Part 1 – foreword, introduction, chapter 1
Part 2 – chapters 2 and 3
Part 3 – chapters 4 and 5
Part 4 – chapters 6 and 7
Part 5 – chapter 8
Part 6 – chapter 9 and conclusion
In conclusion, I think that if a teacher wants to read a timely book with a lot of interesting content on assessment, they do well to read this one. They should, however, read it with the frame of mind that in places the situation is presented somewhat one-sidedly, in my view too negative about the ‘old’ situation and too positive about alternative models. Teachers can profit from that, but it can also mean that they miss out on decades of unmentioned research on curriculum, psychometrics and assessment. I would therefore encourage them to (i) read the book (ii) follow up the references and (iii) also read a bit wider. Of course, one cannot write a 1000 page ‘accessible’ book but given the number of footnotes a bit more depth in some places would have been good. Particular points are:
- Yes, the implementation of Assessment for Learning (AfL) has been problematic. The book covers some on the importance of feedback but not enough prior research is covered.

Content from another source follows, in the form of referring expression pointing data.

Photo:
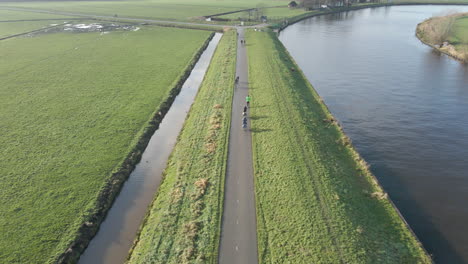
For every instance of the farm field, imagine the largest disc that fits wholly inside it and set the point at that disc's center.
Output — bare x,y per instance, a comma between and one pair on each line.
15,22
9,15
316,199
73,105
183,223
168,10
12,28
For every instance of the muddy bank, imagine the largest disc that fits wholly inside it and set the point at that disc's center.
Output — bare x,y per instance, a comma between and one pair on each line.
113,185
296,19
445,47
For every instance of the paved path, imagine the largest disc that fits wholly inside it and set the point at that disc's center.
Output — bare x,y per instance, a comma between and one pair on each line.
239,227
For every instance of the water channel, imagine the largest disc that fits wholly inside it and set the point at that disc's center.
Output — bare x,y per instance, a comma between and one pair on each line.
118,231
404,106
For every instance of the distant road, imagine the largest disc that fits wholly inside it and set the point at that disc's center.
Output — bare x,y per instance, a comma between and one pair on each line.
143,20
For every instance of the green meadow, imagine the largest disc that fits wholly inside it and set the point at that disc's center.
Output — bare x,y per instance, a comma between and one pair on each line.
317,202
459,35
183,223
179,10
16,22
72,106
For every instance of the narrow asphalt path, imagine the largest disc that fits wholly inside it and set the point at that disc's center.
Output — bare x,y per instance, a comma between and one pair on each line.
239,226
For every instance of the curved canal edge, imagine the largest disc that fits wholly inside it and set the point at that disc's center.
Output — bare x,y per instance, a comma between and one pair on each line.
89,228
299,18
182,224
449,52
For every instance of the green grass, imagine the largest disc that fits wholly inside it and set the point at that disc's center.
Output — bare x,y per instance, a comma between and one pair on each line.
72,107
316,200
273,14
8,15
459,32
182,10
13,27
183,223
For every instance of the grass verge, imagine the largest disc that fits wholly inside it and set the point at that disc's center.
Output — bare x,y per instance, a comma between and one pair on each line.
317,202
183,223
77,111
447,34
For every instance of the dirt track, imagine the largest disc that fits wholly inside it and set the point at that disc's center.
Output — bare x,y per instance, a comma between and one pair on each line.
239,229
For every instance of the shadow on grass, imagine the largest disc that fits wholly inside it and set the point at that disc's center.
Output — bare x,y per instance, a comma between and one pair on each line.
260,130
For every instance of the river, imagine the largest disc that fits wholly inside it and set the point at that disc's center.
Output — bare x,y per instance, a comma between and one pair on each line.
404,106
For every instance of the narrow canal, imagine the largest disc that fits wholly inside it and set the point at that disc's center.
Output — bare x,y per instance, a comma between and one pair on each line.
404,106
117,232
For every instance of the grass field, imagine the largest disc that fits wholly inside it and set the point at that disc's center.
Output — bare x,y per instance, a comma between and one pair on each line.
12,28
183,223
8,15
9,24
459,35
316,200
73,105
452,28
181,10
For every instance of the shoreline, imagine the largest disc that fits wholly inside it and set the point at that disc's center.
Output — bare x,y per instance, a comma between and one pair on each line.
360,163
294,20
445,50
358,157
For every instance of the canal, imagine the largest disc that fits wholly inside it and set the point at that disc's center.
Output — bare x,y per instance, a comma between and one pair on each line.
404,106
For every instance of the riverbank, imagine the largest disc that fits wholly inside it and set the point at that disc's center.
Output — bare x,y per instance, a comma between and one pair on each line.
317,201
183,223
446,34
292,20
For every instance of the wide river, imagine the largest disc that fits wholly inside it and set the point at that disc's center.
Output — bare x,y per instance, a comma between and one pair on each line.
404,106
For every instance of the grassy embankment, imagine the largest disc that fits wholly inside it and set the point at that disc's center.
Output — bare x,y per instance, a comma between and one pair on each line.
452,29
179,10
317,202
183,224
75,109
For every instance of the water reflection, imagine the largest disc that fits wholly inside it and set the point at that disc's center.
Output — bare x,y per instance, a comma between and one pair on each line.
405,107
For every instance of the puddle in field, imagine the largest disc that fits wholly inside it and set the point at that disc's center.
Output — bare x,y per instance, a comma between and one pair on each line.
98,27
104,28
117,232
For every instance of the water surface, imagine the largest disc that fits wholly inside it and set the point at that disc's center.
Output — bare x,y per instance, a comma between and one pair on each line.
118,231
404,106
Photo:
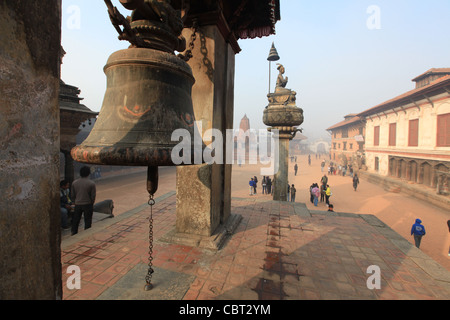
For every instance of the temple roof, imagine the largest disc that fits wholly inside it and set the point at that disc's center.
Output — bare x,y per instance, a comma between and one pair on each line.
436,87
247,19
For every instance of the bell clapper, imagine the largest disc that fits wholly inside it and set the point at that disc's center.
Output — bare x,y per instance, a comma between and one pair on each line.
152,186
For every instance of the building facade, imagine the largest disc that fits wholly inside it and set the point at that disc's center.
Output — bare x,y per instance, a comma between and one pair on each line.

- I recognise the generic versus specific domain skills discussion but in my view it is presented in a too dichotomous way. There is more than Willingham, for example Sternberg and Roediger on critical thinking. In addition, linking it to leading to certain assessment practices (e.g. teaching to the test) is unevidenced. There also exist fair criticisms of deliberate practice.
- The introduction of a quality and difficulty model is useful but again rather binary.
- Reliability and validity are covered but only quite superficially (types of validity, threats to validity etc.), and reliability -in my view- is not covered correctly (the example with 1kg on a scale is an example of reliable AND valid and does not tease out the essential test-retest characteristic of reliability).
- Yes, there are problems with descriptor-based assessments but there is a raft of research addressing their validity and reliability.
- The progression model makes sense but haven’t people been doing this for decades? (e.g. in good textbooks).
- The attention given to the testing effect, spaced practice, multiple choice questions is well done.
- Comparative Judgement is worth examining (critically), but (i) no silver bullet, (ii) probably only applicable for niche objectives, (iii) several pressing questions still to ask, (iv) maybe its strength lies even more in the formative realm.
- The proposed integrated system describes what already is in place, with a plea to collaborate. This is good but we must realise that it not having worked out over the years, mainly is a funding issue, in my view.
One might wonder ‘why mention this, it’s great that this topic gets some attention?’ but I simply have to refer to what the author states towards the end of the book. ‘Assessment is a form of measurement’ and ‘flawed ideas about assessment have encouraged flawed classroom practice’ (p. 212). If these are the main aims behind the book, then it surely increases awareness of this, but without covering the basics more, I fear we don’t get the complete picture. Overall, I would say it’s an interesting, good book, but not outstanding. 3.5*.